Langdurig, preventief gebruik van visoliesupplementen beschermt de hersenen van ouderen tegen de vermindering van hersenfuncties en de gevolgen van ziekten als Alzheimer. Dat is de uitkomst van een langlopend onderzoek van Brown University en het Rhode Island Hospital.

Meestal geen harde bewijzen
Het aantal studies naar de werking van visolie is even groot als de verwachting van hun werkzaamheid hoog is. Deze langeketenvetzuren zijn ook bekend als omega-3 en worden aangeduid met de afkortingen EPA, DHA en ALA. Ze worden ‘essentieel’ genoemd omdat het lichaam ze niet zelf kan aanmaken. (Strikt genomen geldt dat alleen voor ALA).

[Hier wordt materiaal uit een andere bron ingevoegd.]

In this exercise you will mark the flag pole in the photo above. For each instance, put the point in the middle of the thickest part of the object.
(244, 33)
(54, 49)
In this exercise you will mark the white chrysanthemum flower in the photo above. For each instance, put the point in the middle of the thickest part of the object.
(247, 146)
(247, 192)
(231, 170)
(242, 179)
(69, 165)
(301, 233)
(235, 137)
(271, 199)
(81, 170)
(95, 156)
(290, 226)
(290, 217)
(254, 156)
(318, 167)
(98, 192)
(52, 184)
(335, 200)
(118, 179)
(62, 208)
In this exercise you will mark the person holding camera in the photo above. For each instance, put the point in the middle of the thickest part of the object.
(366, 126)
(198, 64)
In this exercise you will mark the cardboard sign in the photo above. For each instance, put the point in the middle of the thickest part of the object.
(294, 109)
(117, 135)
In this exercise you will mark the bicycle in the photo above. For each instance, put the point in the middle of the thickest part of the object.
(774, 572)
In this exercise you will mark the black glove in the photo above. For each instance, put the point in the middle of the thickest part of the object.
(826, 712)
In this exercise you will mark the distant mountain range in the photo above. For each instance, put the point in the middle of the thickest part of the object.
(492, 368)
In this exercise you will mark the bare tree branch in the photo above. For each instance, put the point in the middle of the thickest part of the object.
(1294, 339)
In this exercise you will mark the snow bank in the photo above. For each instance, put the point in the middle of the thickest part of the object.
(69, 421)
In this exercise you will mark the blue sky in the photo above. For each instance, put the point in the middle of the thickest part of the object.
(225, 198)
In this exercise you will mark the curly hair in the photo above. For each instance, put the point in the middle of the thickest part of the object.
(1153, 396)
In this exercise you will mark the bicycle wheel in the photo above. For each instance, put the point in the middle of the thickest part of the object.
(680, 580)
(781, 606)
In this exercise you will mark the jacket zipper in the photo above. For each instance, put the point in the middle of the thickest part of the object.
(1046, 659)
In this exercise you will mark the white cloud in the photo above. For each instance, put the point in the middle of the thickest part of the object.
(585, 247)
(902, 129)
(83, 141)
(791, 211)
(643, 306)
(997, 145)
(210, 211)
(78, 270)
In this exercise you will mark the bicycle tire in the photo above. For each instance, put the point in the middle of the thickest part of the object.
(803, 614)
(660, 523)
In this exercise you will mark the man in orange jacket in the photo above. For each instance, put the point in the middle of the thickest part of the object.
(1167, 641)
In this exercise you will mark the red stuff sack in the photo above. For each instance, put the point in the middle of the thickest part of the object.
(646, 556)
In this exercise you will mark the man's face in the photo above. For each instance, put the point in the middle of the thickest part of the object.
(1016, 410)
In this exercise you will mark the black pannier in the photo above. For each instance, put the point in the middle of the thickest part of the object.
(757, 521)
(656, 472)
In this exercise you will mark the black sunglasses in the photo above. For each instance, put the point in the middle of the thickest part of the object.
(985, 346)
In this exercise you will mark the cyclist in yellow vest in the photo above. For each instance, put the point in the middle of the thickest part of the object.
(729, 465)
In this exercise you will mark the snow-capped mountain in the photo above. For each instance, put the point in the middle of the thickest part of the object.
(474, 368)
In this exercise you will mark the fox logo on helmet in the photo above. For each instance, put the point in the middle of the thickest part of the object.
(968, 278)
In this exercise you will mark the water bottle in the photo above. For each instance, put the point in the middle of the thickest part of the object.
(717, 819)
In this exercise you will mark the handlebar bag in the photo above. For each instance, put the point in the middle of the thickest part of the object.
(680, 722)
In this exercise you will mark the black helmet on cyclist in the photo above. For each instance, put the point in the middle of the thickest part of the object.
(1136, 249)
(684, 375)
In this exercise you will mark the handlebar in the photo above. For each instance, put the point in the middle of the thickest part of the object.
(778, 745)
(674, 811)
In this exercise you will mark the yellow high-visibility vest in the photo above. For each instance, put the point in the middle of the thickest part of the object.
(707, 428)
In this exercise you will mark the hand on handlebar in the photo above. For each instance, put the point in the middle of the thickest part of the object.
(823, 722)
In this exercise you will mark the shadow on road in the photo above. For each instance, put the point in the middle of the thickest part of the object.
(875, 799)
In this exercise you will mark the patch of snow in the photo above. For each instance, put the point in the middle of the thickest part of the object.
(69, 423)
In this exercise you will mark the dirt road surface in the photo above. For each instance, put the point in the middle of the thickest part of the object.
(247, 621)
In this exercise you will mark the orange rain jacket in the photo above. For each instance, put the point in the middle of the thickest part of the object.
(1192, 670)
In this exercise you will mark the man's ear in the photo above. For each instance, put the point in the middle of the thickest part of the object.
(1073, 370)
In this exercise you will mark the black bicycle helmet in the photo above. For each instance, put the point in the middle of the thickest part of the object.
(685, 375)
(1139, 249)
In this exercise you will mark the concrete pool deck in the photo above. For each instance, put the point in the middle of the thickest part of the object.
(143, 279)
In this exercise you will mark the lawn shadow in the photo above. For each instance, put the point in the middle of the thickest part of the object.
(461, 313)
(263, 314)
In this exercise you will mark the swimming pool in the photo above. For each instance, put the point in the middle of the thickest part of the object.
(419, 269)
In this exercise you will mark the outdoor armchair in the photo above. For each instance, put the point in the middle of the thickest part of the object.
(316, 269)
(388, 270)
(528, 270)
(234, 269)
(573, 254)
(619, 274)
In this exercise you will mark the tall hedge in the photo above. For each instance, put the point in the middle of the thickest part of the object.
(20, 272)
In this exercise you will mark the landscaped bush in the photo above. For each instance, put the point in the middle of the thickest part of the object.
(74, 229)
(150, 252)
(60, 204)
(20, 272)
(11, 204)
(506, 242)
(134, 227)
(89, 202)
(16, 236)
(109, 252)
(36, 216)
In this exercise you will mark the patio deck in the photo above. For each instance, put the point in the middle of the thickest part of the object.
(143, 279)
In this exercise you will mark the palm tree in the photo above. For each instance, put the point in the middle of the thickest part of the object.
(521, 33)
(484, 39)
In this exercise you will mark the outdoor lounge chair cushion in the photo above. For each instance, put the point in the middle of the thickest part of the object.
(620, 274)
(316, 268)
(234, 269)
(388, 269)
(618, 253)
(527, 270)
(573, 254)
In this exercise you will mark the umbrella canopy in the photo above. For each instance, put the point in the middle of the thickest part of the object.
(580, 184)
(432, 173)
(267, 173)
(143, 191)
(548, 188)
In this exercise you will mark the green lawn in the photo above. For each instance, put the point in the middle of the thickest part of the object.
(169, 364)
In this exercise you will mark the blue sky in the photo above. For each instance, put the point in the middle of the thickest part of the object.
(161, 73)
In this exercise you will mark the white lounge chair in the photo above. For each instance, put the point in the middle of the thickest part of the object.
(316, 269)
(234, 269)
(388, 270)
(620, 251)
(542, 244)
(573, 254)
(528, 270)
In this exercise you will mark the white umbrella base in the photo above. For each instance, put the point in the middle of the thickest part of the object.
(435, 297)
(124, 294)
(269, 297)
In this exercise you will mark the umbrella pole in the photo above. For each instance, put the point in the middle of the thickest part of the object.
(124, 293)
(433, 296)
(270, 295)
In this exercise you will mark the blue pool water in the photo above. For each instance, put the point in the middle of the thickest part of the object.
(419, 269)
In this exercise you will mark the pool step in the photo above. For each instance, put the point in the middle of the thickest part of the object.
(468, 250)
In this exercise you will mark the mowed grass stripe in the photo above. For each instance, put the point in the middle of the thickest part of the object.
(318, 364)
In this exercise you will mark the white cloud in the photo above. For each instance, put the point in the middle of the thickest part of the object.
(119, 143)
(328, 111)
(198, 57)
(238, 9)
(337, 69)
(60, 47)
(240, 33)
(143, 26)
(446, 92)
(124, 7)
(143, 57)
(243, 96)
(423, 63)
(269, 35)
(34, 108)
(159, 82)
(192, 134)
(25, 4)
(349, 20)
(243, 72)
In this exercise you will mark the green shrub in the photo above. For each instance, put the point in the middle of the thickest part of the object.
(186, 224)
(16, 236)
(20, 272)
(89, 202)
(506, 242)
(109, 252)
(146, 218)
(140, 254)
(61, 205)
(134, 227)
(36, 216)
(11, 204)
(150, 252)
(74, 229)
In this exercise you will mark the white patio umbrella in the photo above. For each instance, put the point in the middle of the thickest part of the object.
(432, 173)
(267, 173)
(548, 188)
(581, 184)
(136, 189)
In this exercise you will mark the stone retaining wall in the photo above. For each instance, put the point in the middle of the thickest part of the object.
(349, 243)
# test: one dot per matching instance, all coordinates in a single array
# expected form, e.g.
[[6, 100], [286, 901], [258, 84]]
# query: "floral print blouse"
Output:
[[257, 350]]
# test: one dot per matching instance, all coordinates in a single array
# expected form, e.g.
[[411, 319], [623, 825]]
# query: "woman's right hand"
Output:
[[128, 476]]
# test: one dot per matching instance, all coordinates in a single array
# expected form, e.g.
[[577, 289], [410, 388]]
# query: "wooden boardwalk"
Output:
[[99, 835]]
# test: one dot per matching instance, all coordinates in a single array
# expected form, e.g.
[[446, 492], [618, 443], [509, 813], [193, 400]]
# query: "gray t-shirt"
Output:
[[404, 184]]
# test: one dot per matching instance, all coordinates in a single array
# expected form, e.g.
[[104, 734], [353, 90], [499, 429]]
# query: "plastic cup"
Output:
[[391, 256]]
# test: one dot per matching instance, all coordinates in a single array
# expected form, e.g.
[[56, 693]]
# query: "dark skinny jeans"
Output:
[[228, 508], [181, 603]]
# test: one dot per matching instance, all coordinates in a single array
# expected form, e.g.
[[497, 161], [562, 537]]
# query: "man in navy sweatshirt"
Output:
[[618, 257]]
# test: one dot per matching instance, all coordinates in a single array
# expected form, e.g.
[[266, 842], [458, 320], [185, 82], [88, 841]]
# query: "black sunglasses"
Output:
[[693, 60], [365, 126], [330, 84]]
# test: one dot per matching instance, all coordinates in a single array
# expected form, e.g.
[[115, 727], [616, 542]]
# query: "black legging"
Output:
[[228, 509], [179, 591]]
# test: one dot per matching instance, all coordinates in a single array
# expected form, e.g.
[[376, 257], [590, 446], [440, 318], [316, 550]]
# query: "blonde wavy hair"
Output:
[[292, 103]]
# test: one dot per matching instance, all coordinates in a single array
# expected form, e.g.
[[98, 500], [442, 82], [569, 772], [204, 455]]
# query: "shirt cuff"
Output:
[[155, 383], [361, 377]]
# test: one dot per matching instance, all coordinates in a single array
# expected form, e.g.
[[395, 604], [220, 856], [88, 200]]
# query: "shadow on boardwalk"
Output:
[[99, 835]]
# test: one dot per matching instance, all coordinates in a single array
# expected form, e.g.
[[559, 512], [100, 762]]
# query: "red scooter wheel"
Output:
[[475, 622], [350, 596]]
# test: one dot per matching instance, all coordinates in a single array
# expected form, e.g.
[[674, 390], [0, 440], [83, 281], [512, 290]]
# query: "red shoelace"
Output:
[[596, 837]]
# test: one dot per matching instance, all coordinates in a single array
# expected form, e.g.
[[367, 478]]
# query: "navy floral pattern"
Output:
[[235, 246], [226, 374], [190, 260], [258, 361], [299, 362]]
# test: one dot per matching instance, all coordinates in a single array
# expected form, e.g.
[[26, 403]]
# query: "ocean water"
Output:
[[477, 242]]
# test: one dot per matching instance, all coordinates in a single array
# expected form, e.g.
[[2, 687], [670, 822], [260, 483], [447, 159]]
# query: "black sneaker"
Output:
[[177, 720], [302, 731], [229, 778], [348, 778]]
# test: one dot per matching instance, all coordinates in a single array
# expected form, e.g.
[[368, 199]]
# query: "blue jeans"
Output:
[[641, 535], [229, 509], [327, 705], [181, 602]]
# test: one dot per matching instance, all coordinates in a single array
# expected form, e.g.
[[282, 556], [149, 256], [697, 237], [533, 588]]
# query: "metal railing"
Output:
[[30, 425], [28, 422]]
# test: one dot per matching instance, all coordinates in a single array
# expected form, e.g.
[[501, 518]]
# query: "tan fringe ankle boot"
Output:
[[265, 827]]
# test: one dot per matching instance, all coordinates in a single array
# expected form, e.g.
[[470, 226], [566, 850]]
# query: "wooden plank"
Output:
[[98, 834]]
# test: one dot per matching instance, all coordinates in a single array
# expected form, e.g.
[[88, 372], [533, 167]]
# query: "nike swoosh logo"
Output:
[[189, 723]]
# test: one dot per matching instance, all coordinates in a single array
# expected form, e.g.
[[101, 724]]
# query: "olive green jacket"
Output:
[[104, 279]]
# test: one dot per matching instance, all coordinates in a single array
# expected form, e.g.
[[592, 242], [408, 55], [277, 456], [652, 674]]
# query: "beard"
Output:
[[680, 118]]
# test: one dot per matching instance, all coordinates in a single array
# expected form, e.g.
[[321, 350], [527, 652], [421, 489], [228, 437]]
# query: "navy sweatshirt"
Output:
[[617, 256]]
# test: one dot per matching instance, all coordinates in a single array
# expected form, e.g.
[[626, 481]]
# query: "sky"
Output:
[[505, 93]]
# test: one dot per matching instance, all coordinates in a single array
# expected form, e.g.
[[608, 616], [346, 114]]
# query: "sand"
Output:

Visolie krijgen we binnen uit vette vis of in de vorm van capsules.

Ze gelden als wondermiddeltjes met meerdere fysiologische effecten, onder meer op het cholesterolpeil, het ontstaan van hart- en vaatziekten, hartritmestoornissen en ontstekingsreacties. Maar harde bewijzen voor de meeste van deze gunstige effecten ontbreken.

Hersenfunctie en -volume slinken minder bij visoliegebruikers
De onderzoekers baseerden zich bij het opzetten van de studie op het onderscheid tussen resultaten die te zien zijn na interventies in solide, vergelijkende onderzoeken en resultaten die na lange tijd gebruik van visolie te zien zijn. In het eerste geval is het moeilijk om een uitkomst toe te schrijven aan de visolie. In het tweede geval blijkt dat oudere personen aanzienlijk minder snel verslechteren als ze lange tijd visolie gebruiken.

In totaal werd van 819 ouderen de hersenfunctie en het hersenvolume bijgehouden. Van een deel was bekend dat ze visolie gebruikten en dat bleven doen tijdens de duur van de studie. Anderen deden dat niet. Een aantal ouderen leed tijdens het onderzoek aan Alzheimer.

Bij de gebruikers van visolie werd gezien dat delen van de cerebrale cortex minder slonken dan bij niet gebruikers. Hippocampusatrofie gaat gepaard met verlies van geheugenfunctie. Het komt veel, maar niet uitsluitend voor bij Alzheimerpatiënten. Visoliegebruikers hadden er minder last van.

Geen effect op genetisch bepaalde Alzheimer
Opmerkelijk was dat alzheimerpatiënten met de ApoE4 genvariant, de sterkste van de bekende genetische factoren bij het ontstaan van Alzheimer, geen baat hadden bij visolie.

De onderzoekers zeggen op basis van dit onderzoek niet te kunnen concluderen dat er een causaal verband bestaat tussen visoliegebruik en verminderde hersenfunctie en –volume. Ze stellen wel voor grootschaliger onderzoek te doen naar de effecten van visoliegebruik op langere termijn bij ouder wordende personen.